Il vint cependant, et me trouva avec une fièvre maligne. Il eut d’abord une fort mauvaise opinion de ma maladie : les domestiques qui étaient auprès de moi s’en aperçurent, et ne me la laissèrent pas ignorer. On m’annonça, dans le même temps, que le curé de Maisons, qui s’intéressait à ma santé, et qui ne craignait point la petite vérole, demandait s’il pouvait me voir sans m’incommoder : je le fis entrer aussitôt, je me confessai, et je fis mon testament, qui, comme vous croyez bien, ne fut pas long. Après cela j’attendis la mort avec assez de tranquillité, non toutefois sans regretter de n’avoir pas mis la dernière main à mon poëme et à Mariamne, ni sans être un peu fâché de quitter mes amis de si bonne heure. Cependant M. de Gervasi ne m’abandonnait pas d’un moment ; il étudiait en moi, avec attention, tous les mouvements de la nature ; il ne me donnait rien à prendre sans m’en dire la raison ; il me laissait entrevoir le danger, et il me montrait clairement le remède : ses raisonnements portaient la conviction et la confiance dans mon esprit, méthode bien nécessaire à un médecin auprès de son malade, puisque l’espérance de guérir est déjà la moitié de la guérison. Il fut obligé de me faire prendre huit fois l’émétique, et, au lieu des cordiaux qu’on donne ordinairement dans cette maladie, il me fit boire deux cents pintes de limonade. Cette conduite, qui vous semblera extraordinaire, était la seule qui pouvait me sauver la vie ; toute autre route me conduisait à une mort infaillible, et je suis persuadé que la plupart de ceux qui sont morts de cette redoutable maladie vivraient encore s’ils avaient été traités comme moi.

Le préjugé populaire abhorre dans la petite vérole la saignée et les médecines ; on ne veut que des cordiaux, on donne du vin au malade ; on lui fait même manger de petites soupes ; et l’erreur triomphe de ce que plusieurs personnes guérissent avec ce régime.

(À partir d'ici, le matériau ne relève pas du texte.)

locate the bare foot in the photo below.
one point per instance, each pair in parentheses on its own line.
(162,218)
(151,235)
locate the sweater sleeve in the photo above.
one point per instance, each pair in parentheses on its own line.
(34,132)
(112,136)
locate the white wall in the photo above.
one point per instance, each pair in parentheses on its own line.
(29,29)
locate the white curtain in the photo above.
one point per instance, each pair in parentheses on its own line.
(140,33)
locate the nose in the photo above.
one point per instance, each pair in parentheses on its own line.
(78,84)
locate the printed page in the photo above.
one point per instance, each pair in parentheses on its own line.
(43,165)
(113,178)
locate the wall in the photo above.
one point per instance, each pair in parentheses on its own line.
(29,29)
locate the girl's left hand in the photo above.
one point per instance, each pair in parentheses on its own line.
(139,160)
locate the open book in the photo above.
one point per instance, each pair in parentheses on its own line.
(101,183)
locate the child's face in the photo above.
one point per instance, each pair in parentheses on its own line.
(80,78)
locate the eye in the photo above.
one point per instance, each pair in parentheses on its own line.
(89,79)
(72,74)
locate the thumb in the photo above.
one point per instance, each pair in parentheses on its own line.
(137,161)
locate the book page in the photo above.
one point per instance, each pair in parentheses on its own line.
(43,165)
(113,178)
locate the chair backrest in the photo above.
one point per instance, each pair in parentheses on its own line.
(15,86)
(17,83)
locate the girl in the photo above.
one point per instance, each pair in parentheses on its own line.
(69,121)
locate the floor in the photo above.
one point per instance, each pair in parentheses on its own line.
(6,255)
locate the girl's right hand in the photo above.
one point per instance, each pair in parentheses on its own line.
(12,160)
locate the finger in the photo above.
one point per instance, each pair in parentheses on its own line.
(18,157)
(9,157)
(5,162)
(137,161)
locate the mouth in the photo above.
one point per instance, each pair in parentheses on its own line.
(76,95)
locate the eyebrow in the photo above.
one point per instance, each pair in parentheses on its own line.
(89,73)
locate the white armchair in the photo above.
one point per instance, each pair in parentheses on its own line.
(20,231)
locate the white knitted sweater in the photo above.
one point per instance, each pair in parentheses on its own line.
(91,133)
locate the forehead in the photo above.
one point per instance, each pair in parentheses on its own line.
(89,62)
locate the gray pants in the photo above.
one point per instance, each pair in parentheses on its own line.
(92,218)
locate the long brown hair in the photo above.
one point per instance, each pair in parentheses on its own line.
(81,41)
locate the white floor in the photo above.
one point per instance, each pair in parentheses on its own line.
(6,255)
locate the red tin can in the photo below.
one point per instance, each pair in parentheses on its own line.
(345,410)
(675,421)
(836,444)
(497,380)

On ne songe pas que les seules petites véroles que l’on traite ainsi avec succès sont celles qu’aucun accident funeste m’accompagne, et qui ne sont nullement dangereuses.

La petite vérole, par elle-même, dépouillée de toute circonstance étrangère, n’est qu’une dépuration du sang favorable à la nature, et qui, en nettoyant le corps de ce qu’il a d’impur, lui prépare une santé vigoureuse. Qu’une telle petite vérole soit traitée ou non avec des cordiaux, qu’on purge ou qu’on ne purge point, on en guérit sûrement.